Donnerstag, 26. Januar 2012

Parkettversiegelung Teil 2

Parkettversieglung Polyurethan- Versiegelung ErklärungPolyurethan- Versiegelung

Polyurethan-Lack, auch als DD-Lack bekannt, ist eine Parkettversiegelung auf lösungsmittelhaltiger Basis. Für chemisch Interessierte bedeutet dies, dass Polyurethanversiegelungen aus Polyesterharzen, polymeren Isocyanaten (hochreaktive Verbindungen) und Lösungsmitteln bestehen.

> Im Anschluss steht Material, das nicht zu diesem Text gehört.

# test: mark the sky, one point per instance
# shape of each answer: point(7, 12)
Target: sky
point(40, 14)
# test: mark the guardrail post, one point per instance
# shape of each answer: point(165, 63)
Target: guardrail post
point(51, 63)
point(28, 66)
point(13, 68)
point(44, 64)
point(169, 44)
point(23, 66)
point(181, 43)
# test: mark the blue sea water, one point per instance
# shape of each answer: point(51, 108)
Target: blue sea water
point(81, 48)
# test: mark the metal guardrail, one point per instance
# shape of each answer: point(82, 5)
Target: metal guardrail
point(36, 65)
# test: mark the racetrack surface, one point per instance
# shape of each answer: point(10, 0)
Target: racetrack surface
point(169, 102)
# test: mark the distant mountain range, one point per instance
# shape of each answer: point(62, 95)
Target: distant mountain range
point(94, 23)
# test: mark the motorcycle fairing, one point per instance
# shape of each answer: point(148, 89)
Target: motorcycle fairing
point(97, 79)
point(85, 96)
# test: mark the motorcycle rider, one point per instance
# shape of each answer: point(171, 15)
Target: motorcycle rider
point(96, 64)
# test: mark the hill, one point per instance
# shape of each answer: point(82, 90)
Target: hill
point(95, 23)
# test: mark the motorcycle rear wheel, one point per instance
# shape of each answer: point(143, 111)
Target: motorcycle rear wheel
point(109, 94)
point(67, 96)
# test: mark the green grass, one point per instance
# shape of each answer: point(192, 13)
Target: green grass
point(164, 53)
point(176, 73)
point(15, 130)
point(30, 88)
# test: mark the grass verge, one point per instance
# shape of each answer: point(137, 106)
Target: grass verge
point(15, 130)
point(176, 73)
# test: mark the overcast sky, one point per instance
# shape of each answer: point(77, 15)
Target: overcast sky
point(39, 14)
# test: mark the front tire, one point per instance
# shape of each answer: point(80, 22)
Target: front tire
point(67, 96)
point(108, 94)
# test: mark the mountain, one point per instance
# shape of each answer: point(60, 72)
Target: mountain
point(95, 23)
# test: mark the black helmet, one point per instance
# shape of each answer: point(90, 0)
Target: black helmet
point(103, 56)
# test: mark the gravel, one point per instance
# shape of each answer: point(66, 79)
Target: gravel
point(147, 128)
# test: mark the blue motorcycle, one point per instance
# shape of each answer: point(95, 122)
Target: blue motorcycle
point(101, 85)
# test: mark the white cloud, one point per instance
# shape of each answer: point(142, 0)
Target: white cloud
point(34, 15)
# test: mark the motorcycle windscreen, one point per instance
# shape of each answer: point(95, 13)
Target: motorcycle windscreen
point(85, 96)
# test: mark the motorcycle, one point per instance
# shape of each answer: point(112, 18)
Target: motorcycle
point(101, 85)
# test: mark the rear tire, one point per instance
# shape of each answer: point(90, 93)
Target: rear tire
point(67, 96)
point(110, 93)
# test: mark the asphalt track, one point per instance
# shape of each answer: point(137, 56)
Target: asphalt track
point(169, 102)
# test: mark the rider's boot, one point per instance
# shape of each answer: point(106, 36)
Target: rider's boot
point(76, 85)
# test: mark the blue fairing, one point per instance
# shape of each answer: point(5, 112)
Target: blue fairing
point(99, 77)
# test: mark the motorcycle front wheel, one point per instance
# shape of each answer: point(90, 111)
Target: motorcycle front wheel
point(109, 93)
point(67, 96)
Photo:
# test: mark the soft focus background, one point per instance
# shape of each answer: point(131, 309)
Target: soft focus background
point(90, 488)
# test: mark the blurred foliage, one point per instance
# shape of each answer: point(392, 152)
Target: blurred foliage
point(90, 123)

Dieses Versiegelungssystem wird besonders bei sehr stark beanspruchten Böden angewendet. Besonders frequentierte Holzböden im öffentlichen Bereich als auch im privaten Bereich wie Wohnzimmer werden mit diesem Lack behandelt.

Diese Siegelform gibt es entweder als ein- oder als zweikomponentigen Lack.
Einkompononentenlacke werden als fertiges Gemisch hergestellt, haben einen hohen Anteil an Lösemitteln und sind lufttrocknend. Sie erzeugen eine glasige Optik.
Zweikomponentenlacke dagegen bestehen aus Stammlack und Härter. Dies wird kurz vor der Anwendung vermischt und muss innerhalb einer bestimmten Zeit (Topfzeit bzw. Gebrauchsdauer) aufgebraucht werden. Der Lack kann nach Ablauf der vorgegebenen Zeit nicht mehr aufgetragen werden, da er hart wird.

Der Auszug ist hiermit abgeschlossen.